Tuesday, March 04, 2008

Ontario Scholars Portal – Yours to a Discovery Layer

(This is a little something I wrote to support this work)

What is a “Discovery Layer”?

To me, a Discovery Layer allows a user to search across a library catalogue (or several), an ebook platform (or several), and a source of articles (or several). 

A Discovery Layer could make use of one or more combinations of the following:
  • Federated Searching
    • a query is distributed to multiple sources, and responses are compiled, de-duped, and returned
    • e.g. Sirsi Single Search
  • Metasearching
    • a single, regularly complied index is created from the collection of metadata from multiple sources
    • e.g. Endeca, Google
  • Single host environment
Why a Discovery Layer?
The pursuit of a Discovery Layer seem to be driven by the need to present one, strong and stable user interface over many disparate sources of information. Some benefits of a discovery layer include:
  • users only have to learn one interface, instead of many
  • users don’t have to choose from lists of dozens of indexes
  • users don’t have to repeat searches depending on format (one search for books, then one for dissertations, then one for articles…)
  • users expect simple, effective search tools like Google
What’s the problem?
The challenges that face the construction of a discovery layer include:

  • many of our research tools are very difficult to extract data from as they make use of a multitude of non-standard formats and protocols
  • most of our research tools (especially the library catalogue) generate search results with poor relevance ranking
  • some sources will be rich in text and metadata (articles, ebooks) while other sources will only be represented by metadata (print books)
How much can an improved interface improve things?
At the present time, I would say that there are 3 archetypes of Discovery Layer Interfaces.
How much can an improved interface, improve relevant results?
Coming up with what a user might deem relevant from 2 or 3 keywords is challenging in a regular search environment. Producing consistently relevant results in a federated or metasearch environment is extremely difficult.
Relevance might be improved through one or more of the following:
  • by taking into account the user’s previous searching behaviour
  • by weighing results by the number of times an item has been bookmarked, printed, or saved
  • by using citation information to determine ‘likeness’ (e.g. based on a percentage of shared citations in item’s bibliography)
  • by using user-created lists articles to generate similar items of possible interest
  • by knowing what courses a users is currently taking/teaching and emphasizing relevant resources accordingly
What is a Good Enough Discovery Layer?
Is it realistic to expect a Discovery Layer to serve both the novice researcher and the expert to access a variety of formats in a multitude of disciplines? Can one size fit all? Should we develop several Discovery Layers with one for each discipline? (Arts, Social Sciences, Medicine). Should we develop one interface for undergraduates and one for faculty and graduate students?

How will we know we have reached the Promised Land?
Most discovery layers are still in the earliest stages of their development and by appearances, they seem more alike than unalike. How should we choose what is an acceptable product? One suggestion is to measure the success of a Discovery Layer by comparing its search results to Google.


Unknown said...

Great summary, Mita. A few thoughts come to mind.
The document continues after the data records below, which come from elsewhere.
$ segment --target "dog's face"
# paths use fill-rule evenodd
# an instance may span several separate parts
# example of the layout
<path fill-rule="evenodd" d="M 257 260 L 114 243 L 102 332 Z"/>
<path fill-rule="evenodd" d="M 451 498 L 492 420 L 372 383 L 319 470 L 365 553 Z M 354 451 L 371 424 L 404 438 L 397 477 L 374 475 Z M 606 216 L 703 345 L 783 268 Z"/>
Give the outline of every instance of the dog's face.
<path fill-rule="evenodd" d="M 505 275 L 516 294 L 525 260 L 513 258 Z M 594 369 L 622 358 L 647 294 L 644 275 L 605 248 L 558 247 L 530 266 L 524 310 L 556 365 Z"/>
Eric Lease Morgan posted a link to the
Many More than a Million: Building the digital environment for the age of abundance
report from CLIR on the
list today, and reading the report gives a sense of the challenges and possibilities of mass digitization. While the majority of print books are going to be represented by metadata for the short term, there is a lot that may change here. Leaving aside the many issues of OCRing such material, one peculiarity of digitized analog objects is that they can capture context better than completely digital renditions. I have seen this with the OurOntario newspaper project, reading the positive spins put on the Dieppe raid beside the ads for victory bonds and keeping telephone lines free for war communications really gives some insight into the mindset of the media of the time, and in a way that a standalone representation would not. So I don't how how this fits, but capturing context and reflecting mass digitization probably factors into the discovery layer somehow.
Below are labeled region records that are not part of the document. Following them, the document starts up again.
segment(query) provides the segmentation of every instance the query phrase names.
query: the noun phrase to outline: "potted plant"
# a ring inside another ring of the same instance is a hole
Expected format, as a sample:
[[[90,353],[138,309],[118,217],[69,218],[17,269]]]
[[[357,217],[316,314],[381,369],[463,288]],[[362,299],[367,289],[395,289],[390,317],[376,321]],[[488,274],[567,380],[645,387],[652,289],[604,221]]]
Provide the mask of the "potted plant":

The other aspect that I think it is really important to retain comes from the
Scholr 2.0
white paper, and that is providing a bi-directional space for information interaction, where users could upload and augment their own content. Michael Jensen's quote in the white paper about scholarly output locked behind firewalls and hidden on hard drives represents a somewhat scary, but possibly incredibly advantageous, opportunity for a discovery layer. This could range from the sheer act of archiving this content in at least one other place through to
constructing a sort of bibliographic-based DNA for tweaking relevancy.
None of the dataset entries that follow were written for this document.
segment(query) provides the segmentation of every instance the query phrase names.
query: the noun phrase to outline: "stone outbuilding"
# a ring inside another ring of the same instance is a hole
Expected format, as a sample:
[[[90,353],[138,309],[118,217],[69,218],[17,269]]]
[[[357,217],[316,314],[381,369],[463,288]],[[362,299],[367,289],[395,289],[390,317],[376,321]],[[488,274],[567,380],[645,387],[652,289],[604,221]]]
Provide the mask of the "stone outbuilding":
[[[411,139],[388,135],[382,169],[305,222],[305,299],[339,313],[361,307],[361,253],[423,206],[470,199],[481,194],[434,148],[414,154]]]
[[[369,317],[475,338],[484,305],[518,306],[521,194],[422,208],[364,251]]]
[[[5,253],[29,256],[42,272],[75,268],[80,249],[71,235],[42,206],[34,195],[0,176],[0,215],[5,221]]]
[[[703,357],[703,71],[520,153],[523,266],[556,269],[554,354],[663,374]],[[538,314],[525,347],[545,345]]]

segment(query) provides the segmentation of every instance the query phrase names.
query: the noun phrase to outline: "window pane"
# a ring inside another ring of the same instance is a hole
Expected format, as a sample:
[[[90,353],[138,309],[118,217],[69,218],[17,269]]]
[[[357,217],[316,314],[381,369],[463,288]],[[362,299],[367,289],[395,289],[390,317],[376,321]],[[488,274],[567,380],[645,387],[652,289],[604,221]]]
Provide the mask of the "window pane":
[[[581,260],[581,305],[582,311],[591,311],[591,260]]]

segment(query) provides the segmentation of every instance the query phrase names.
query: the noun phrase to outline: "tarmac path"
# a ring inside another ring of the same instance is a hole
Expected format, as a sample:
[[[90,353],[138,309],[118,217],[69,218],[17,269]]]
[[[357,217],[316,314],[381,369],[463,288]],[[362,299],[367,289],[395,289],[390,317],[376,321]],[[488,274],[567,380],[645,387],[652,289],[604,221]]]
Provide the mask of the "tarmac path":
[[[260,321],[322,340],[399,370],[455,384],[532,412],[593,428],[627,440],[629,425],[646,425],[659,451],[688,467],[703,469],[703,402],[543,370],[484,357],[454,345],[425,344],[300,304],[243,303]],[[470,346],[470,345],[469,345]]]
And that leads to my last point. I don't think we can underestimate how much research has been done on relevancy weighting and how important it is to be able to define and provide variations on indexing strategies. This is where the comparison to Google is so brilliant, Google was able to trump Alta Vista via figuring out page rank, your suggestions for improving relevancy point to a possibly similar trajectory for scholarly content.

Mita said...

Thanks Art for your thoughts. I'm going to have to give more thought about the 'context' of scholarly resources and objects.

One concept from Scholr 2.0 that I didn't bring into this summary was the notion of making the data available and mashable and giving the users the opportunity and ability to develop their own interface that works best for them and their particular interests.